Bien qu'il ne sache pas ce qui attend le commerce entre la Russie et le Canada, M. Davies craint que les déclarations d'Ottawa à l'endroit de la Russie ne nuisent aux relations entre les deux pays, même si les sanctions devaient être levées.

Le premier ministre Stephen Harper et des députés conservateurs ont ouvertement critiqué le président russe Vladimir Poutine pendant des mois. Le Bureau du premier ministre a indiqué que M. Harper avait directement dit à M. Poutine de «sortir d'Ukraine» lorsqu'ils se sont rencontrés au sommet du G20 en Australie, en novembre.

«Mon opinion personnelle est que la situation est trop bruyante, qu'il y a trop de rhétorique pour le poids politique que nous avons dans le grand édifice du monde politique», a estimé M. Davies.

«Je crois qu'à long terme, cela pourrait avoir un impact négatif lorsque les choses reviendront à la normale, éventuellement. Je crois que nous pourrions rester au banc des pénalités un peu plus longtemps que nous le devrions.»

Un porte-parole du ministre des Affaires étrangères, John Baird, a répété que le message du gouvernement au sujet des sanctions contre la Russie, affirmant qu'elles avaient été conçues «en tenant compte prudemment de l'impact potentiel qu'elles auraient sur les intérêts des entreprises canadiennes».

«Nous continuerons à transmettre le message à la Russie que son agression contre l'Ukraine est inacceptable», a indiqué Adam Hodge dans un courriel.

Aujourd'hui, les problèmes en Russie vont bien au-delà des sanctions internationales. La devise du pays, le rouble, a perdu énormément de valeur et le plongeon du cours du pétrole a plongé le pays dans une crise.

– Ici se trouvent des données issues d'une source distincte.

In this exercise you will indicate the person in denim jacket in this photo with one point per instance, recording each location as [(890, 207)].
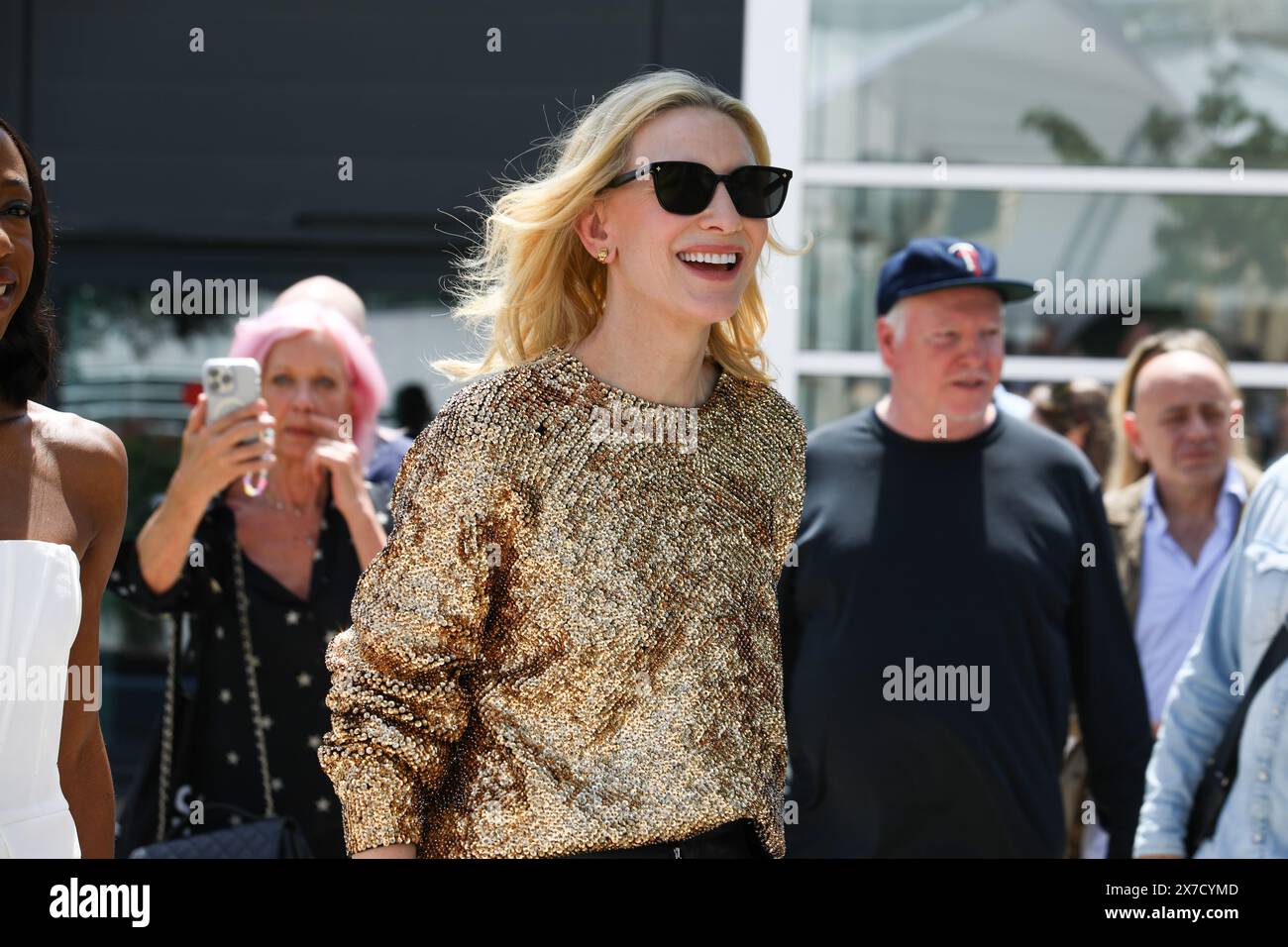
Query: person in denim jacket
[(1249, 604)]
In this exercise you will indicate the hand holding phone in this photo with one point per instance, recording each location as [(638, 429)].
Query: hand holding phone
[(228, 434)]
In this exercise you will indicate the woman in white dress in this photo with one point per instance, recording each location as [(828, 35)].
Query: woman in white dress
[(62, 509)]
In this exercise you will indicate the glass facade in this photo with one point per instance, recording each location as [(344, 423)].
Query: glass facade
[(913, 88)]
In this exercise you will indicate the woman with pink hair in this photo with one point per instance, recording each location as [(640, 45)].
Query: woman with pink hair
[(248, 742)]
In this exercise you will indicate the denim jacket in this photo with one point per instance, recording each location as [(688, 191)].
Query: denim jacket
[(1247, 608)]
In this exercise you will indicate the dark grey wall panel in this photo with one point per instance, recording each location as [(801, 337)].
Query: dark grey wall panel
[(240, 144)]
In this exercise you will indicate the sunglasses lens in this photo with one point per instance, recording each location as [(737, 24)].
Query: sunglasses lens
[(683, 188), (758, 191)]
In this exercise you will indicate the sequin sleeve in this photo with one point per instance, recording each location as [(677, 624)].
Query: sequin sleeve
[(789, 500), (397, 697)]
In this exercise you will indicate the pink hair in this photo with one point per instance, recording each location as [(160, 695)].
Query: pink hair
[(254, 338)]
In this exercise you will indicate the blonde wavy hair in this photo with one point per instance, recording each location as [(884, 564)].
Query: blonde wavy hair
[(529, 283), (1127, 468)]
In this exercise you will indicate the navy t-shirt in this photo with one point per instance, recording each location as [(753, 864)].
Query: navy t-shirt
[(943, 611)]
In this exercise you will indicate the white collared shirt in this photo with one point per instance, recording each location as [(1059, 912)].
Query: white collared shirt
[(1175, 590), (1173, 596)]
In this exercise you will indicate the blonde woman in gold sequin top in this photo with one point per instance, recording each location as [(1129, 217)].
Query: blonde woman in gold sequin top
[(570, 644)]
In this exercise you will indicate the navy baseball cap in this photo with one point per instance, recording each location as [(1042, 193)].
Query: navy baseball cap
[(940, 263)]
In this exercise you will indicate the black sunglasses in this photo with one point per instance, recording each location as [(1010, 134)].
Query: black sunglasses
[(686, 187)]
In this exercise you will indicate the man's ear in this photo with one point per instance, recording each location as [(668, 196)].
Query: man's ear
[(1131, 429), (885, 342)]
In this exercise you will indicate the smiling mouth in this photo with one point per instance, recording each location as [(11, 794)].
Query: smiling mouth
[(711, 262)]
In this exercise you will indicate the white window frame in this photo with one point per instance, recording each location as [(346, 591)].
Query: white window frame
[(774, 77)]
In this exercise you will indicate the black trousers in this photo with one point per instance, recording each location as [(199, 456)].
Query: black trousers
[(730, 840)]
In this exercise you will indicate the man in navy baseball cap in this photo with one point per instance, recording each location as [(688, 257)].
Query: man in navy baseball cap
[(939, 263), (940, 539)]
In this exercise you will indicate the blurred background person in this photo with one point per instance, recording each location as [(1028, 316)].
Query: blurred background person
[(1078, 411), (296, 552), (1177, 489), (412, 410), (390, 445), (1243, 637), (62, 509)]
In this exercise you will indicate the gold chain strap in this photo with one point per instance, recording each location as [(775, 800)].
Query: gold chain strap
[(252, 686), (167, 727)]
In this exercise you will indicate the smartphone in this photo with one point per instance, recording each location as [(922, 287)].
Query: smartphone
[(230, 384)]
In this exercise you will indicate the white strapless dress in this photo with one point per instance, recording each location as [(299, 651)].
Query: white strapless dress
[(40, 611)]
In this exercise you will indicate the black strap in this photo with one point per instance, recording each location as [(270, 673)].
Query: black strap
[(1223, 767)]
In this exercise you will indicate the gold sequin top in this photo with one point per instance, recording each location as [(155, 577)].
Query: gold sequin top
[(571, 641)]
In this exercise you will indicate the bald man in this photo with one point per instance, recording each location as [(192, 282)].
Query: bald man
[(1173, 525), (391, 444)]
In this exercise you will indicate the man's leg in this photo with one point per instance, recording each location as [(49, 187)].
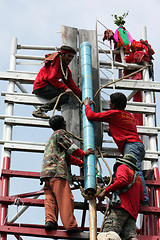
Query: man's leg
[(137, 150), (115, 220), (50, 93), (65, 201), (129, 229), (51, 208)]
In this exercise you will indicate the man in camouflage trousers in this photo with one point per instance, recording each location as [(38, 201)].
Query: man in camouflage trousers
[(128, 185), (60, 152)]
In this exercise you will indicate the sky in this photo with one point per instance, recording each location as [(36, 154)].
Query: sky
[(39, 23)]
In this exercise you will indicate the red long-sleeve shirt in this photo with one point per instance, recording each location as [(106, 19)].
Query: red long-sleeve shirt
[(131, 199), (51, 74), (121, 123), (75, 161)]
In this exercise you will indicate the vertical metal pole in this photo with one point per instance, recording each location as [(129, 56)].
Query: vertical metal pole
[(7, 135), (88, 137), (152, 139)]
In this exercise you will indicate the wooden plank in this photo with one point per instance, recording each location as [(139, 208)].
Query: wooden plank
[(134, 107), (148, 237), (39, 148), (25, 121), (21, 174), (131, 66), (37, 232), (142, 130), (133, 84), (23, 98), (32, 99)]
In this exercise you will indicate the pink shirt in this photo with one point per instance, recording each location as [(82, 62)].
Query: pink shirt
[(121, 123)]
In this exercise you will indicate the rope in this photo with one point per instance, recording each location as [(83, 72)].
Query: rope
[(129, 75)]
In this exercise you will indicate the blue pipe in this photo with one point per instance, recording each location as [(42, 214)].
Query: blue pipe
[(88, 129)]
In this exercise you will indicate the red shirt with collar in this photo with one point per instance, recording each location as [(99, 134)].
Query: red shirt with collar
[(51, 74), (121, 123), (130, 199)]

Les problèmes de la Russie affectent maintenant des secteurs au Canada qui n'ont pas été visés par l'embargo du Kremlin.

«Nous avons réalisé d'assez bonnes ventes là-bas, note Greg Archibald, président du constructeur d'équipement agricole saskatchewanais Schulte Industries.

«L'année dernière (2013) était une année de forte croissance et cette année nous nous attendions à faire encore mieux, puis tout cela a cessé.»

Même si la Russie n'a pas interdit les ventes d'équipement agricole, M. Archibald affirme que les problèmes économiques du pays font en sorte que Schulte n'y a rien vendu ces six derniers mois.

La compagnie a reçu des annulations de commandes totalisant un demi-million de dollar en une seule journée, poursuit-il. Elle tente depuis de faire croître ses ventes dans d'autres marchés comme l'Allemagne, l'Afrique du Sud, la Chine et l'Australie.

Le vice-président de Manufacturiers et exportateurs du Canada, Derek Lothian, s'attend à ce que les défis d'affaires de la Russie restent en place au moins pendant toute l'année 2015.

Selon M. Lothian, la situation a empiré parce que le gouvernement russe, à court d'argent, a aussi diminué les subventions, particulièrement celles au secteur agricole.

«Le pouvoir d'achat de la Russie a, bien franchement, diminué considérablement et cela se traduit aussi par un amoindrissement de la demande pour les produits canadiens», a-t-il expliqué.